The aunt, who refused to reveal her name, said Kim was born in 1984, which means he was just 27 when he took over from his father Kim Jong-Il in 2011. Pic/AFP
Ko Yong-Suk — who lives with her husband Ri Gang and their three children under assumed names — was the sister of Ko Yong-Hui, one of former North Korean leader Kim Jong-Il’s wives and mother of Kim Jong-Un.
Close to North Korea’s communist regime, the couple was sent to Switzerland to look after members of the ruling family studying there, including the reclusive state’s current leader.
“He wasn’t a troublemaker but he was short-tempered and had a lack of tolerance,” Ko said of Kim in an interview with the Washington Post in New York City.
“When his mother tried to tell him off for playing and not studying enough, he wouldn’t talk back, but he would protest in other ways, like going on a hunger strike.”
Ko said Kim was born in 1984 not in 1982 or 1983 as previously believed — meaning he was just 27 when he took over from his father Kim Jong-Il in 2011.
Ko’s own son was born the same year and the two boys would play together. “He and my son were playmates from birth,” she told the Post. “I changed both of their diapers.”

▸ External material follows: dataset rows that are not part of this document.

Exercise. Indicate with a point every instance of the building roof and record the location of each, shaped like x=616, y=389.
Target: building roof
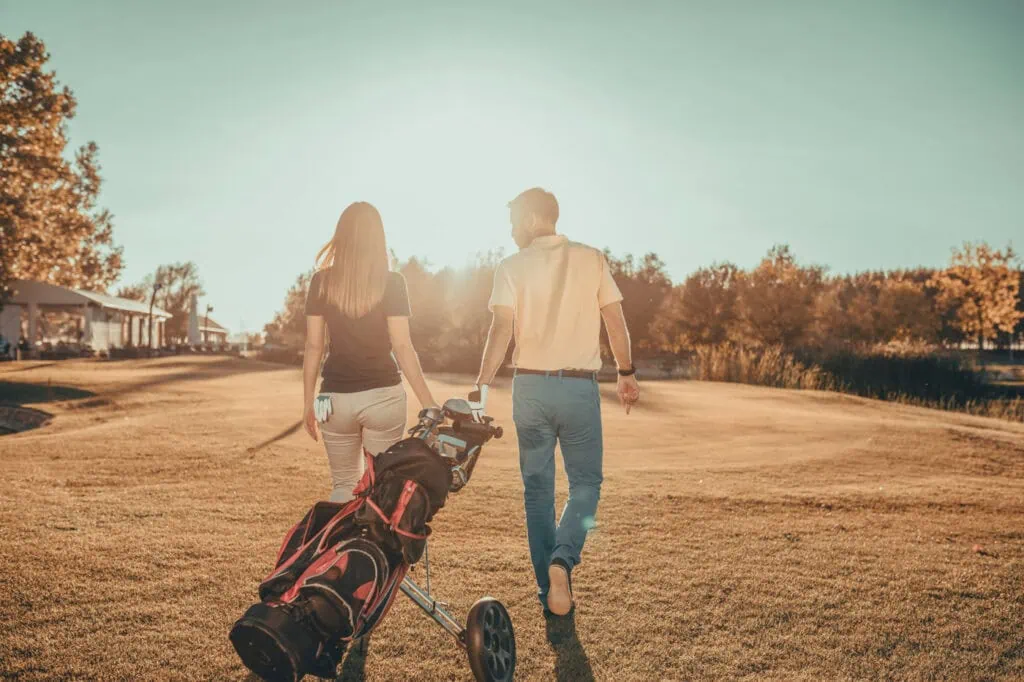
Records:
x=43, y=293
x=214, y=326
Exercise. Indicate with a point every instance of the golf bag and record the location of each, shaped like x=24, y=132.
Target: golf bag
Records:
x=339, y=568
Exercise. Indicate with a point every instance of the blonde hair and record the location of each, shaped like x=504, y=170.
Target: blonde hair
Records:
x=355, y=261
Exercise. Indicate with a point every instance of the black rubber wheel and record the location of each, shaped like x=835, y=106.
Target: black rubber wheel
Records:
x=491, y=641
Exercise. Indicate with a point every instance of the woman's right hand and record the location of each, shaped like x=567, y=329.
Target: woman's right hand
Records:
x=309, y=421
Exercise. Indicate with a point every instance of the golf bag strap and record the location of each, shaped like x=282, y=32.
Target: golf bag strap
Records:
x=408, y=491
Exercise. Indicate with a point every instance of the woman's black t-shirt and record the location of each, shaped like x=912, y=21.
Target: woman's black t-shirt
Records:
x=359, y=356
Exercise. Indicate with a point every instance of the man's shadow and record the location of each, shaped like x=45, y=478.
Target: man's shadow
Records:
x=571, y=664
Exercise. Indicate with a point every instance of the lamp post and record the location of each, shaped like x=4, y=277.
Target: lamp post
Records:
x=209, y=309
x=153, y=299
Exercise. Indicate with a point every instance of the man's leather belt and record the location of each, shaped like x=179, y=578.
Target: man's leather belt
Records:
x=570, y=374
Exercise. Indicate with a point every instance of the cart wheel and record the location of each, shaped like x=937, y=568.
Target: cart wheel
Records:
x=491, y=641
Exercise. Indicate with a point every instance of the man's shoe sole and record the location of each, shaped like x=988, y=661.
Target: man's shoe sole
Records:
x=559, y=595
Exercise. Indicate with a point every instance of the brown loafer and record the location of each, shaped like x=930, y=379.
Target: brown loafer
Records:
x=560, y=590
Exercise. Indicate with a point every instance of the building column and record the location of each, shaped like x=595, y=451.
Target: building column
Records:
x=33, y=323
x=86, y=324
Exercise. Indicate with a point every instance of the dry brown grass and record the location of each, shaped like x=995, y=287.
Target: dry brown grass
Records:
x=743, y=531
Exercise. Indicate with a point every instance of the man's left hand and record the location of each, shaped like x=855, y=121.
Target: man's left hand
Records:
x=629, y=391
x=478, y=402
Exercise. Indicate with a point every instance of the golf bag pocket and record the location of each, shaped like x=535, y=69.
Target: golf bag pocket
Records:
x=339, y=584
x=338, y=597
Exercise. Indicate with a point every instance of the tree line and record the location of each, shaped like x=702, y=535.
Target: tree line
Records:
x=778, y=303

Kim’s main interest was basketball, Ko said. “He started playing basketball, and he became obsessed with it,” she said, adding that he even slept with a basketball. Kim is reported to have been a Michael Jordan fan. As leader, he has hosted former basketball star Dennis Rodman several times in Pyongyang.
Kim knew from 1992 that he would become North Korea’s leader, Ko said. The signal came on his eighth birthday when he received a general’s uniform and the country’s military top brass began bowing to him.
It remains unclear why Ko defected to the US, where she arrived with her husband after showing up at the US Embassy in the Swiss capital Bern.
However, Ko’s sister had terminal breast cancer and the couple believed they might lose their privileged status after the children they were charged with looking after in Switzerland grew up. Analysts suggested that they may have also been concerned about their position if Ko’s sister — their link to the regime — died. The family was eventually resettled in the US.
They bought a house with financial help from the CIA. “My friends here tell me I’m so lucky, that I have everything,” she said.
Ko’s three children went to college and found jobs in the US.